Perusahaan teknologi Twitter, Meta, dan TikTok didenda oleh pengadilan Moskow, Rusia, karena gagal menghapus konten yang dianggap ilegal oleh pemerintah. Denda tersebut merupakan yang terbaru dalam serangkaian hukuman terhadap perusahaan teknologi asing.

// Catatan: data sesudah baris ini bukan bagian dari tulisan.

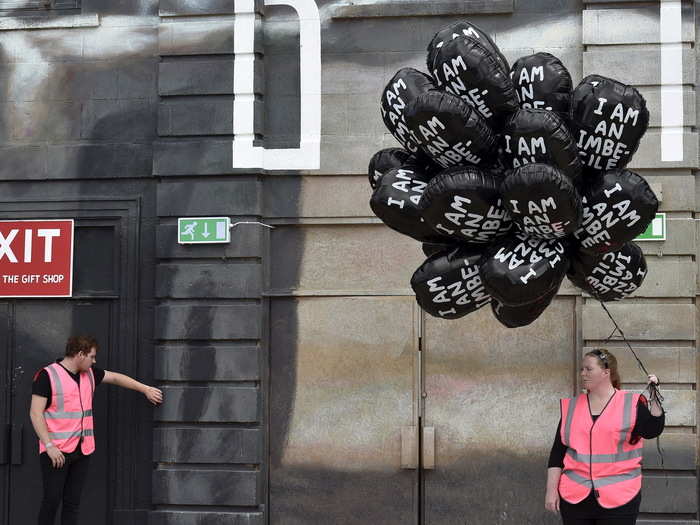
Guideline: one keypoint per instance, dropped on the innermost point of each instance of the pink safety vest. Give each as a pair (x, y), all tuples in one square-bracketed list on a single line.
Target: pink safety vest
[(69, 415), (599, 456)]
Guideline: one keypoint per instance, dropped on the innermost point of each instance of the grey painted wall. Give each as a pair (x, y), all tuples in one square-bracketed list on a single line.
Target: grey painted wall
[(135, 99)]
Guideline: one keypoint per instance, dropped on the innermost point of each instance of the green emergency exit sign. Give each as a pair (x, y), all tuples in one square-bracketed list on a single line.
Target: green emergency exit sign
[(203, 230), (656, 231)]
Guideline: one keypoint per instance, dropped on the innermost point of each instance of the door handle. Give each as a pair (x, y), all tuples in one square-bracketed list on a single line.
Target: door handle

Pengadilan Distrik Tagansky Moskow mengatakan Meta telah didenda total 13 juta rubel Rusia (Rp 2,5 miliar) dalam tiga kasus administratif terpisah karena tidak menghapus konten. “Twitter didenda 10 juta rubel Rusia (Rp 1,9 miliar) dalam dua kasus, sementara TikTok menerima penalti 4 juta rubel Rusia (Rp 773 juta),” ujar pihak pengadilan akhir pekan lalu.

Moskow memang meningkatkan tekanan pada Big Tech tahun ini yang dicirikan oleh para kritikus sebagai upaya pihak berwenang untuk menggunakan kontrol yang lebih ketat atas internet dan melumpuhkan kebebasan individu dan perusahaan.

Meta, bersama dengan Google Alphabet, menghadapi kasus pengadilan akhir bulan ini karena dugaan pelanggaran berulang terhadap undang-undang Rusia tentang konten. Bahkan dapat didenda persentase dari pendapatan tahunannya di Rusia.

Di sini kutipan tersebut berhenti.